Deep Learning Advanced Part 6: Inductive Bias and Knowledge Distillation Explained

In the previous article, we completed the full logic of Vision Transformer: cutting images into patches as tokens and feeding them into Transformer Encoder for global modeling.

However, we also mentioned an unavoidable pain point of ViT:

Without sufficiently large data scales, ViT is often difficult to train well.

From a paradigm perspective, this is because ViT is essentially a "weak prior, strong data-driven" modeling approach.

Expanding on this further, regarding the question:

Why does ViT require large amounts of data to perform well, while CNN remains effective with small data?

We've already expanded on prior knowledge related content in our hyperspectral imaging content. We know that convolutional networks write大量 visual priors into their structure, while ViT is more "data-driven," with spatial relationships mainly learned through statistics, making it highly sensitive to data scale and training recipes.

But jumping directly to the next improvement of ViT based solely on these general concepts feels somewhat thin.

Therefore, this article mainly introduces two important concepts in Deep Learning:

Inductive Bias
Distillation

After understanding these concepts, you can smoothly enter one of the improvement logics of ViT.

1. Prior Information and Inductive Bias

First, we need to understand two highly related but not equivalent concepts: Prior Information and Inductive Bias.

1.1 What is Prior Information?

Let's simply restate it with a one-sentence definition:

Prior information is the "laws about the world" that we already know before learning.

It doesn't come from data but from experience or cognition.

For example, in vision tasks, we naturally know: images are continuous, adjacent pixels are more correlated, objects have structure, and other basic cognitions. Expanding simply:

Structural priors: In a face, eyes are above the nose, mouth is below the nose, presenting a stable spatial arrangement relationship overall.
Local correlation priors: In an image, adjacent pixels usually belong to the same object. For example, in a sky region, its color and texture are smooth and similar within a local range, rather than suddenly changing drastically.
Continuity priors: Edges and contours in images are usually continuous. For example, a road or object boundary won't randomly interrupt or jump at adjacent positions.

These all belong to descriptions of the real world, which is prior information.

1.2 What is Inductive Bias?

In comparison, inductive bias is a more "model-perspective" concept:

Inductive bias is the mechanism by which a model "tends to choose a certain type of solution" during the learning process. It usually comes from prior information.

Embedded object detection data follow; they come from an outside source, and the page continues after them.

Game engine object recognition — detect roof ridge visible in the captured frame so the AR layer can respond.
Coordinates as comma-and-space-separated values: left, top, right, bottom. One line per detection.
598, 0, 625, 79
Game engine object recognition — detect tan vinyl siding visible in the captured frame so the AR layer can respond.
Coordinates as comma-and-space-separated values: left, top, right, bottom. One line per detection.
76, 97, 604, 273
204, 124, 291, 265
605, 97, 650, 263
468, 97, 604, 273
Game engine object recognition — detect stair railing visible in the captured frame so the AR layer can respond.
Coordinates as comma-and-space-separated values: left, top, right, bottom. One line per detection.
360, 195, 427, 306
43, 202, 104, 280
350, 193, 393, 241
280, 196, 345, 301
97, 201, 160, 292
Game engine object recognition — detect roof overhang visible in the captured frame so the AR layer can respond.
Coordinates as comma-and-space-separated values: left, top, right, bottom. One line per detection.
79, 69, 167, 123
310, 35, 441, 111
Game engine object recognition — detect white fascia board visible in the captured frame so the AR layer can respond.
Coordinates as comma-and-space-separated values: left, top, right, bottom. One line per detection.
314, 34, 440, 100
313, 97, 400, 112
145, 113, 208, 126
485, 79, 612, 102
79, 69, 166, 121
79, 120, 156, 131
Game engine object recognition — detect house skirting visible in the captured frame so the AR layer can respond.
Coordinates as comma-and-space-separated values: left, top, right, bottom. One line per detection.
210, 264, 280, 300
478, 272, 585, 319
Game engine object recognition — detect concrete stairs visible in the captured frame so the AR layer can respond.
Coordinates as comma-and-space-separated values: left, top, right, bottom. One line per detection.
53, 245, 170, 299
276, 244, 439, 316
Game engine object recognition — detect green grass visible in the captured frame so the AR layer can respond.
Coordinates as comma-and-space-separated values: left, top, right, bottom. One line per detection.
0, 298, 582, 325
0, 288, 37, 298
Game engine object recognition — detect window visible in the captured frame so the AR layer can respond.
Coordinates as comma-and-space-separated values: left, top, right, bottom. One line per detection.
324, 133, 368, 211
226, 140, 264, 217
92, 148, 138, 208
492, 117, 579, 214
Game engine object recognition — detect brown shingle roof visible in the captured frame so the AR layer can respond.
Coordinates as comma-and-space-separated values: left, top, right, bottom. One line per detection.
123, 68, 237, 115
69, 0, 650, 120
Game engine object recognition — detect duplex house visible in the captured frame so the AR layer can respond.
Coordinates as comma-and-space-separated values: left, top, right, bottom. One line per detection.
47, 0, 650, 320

It's not specific knowledge but designs we make in the model based on priors, thereby making the model easier to learn certain things and harder to learn others.

In summary: Inductive bias determines the model's "learning direction."

At this point, we can more completely explain the initial question: Why does ViT require large amounts of data to perform well, while CNN remains effective with small data?

1.3 CNN and ViT

Let's first summarize using the concepts just introduced: CNN and ViT are essentially two different choices on the question of "whether to introduce inductive bias."

Here, we need to emphasize that the data dependency caused by inductive bias is only relative. DL-based methods themselves are all data-driven.

Let's talk about CNN first. Our CNN modeling logic itself is doing one thing: writing prior information into the model structure, and this is the embodiment of inductive bias.

Specific expansion and comparison:

Because of locality priors, we designed convolutional kernels to restrict the model to only focus on local regions.
We use network hierarchical structures, gradually combining from local to global, which is actually also an embodiment of structural priors.

You'll discover: CNN is already "prescribed" how to understand images before training begins.

Expanding from a mathematical perspective: CNN's learning doesn't occur in a completely free space but searches for solutions in a strongly constrained function space.

This is strong inductive bias. The direct result is that even with limited data, the model can converge faster and learn reasonable structures more easily, making it less likely to learn incorrectly.

But the cost is that the model's expressive power is limited by structure, which actually limits the model's upper bound because the model's learning logic doesn't necessarily have to follow the logic we humans understand.

(In GPT-generated Chinese illustrations haven't been used for about four months. The Chinese in images generated four months ago still had many errors and confusion. It's really evolving continuously.)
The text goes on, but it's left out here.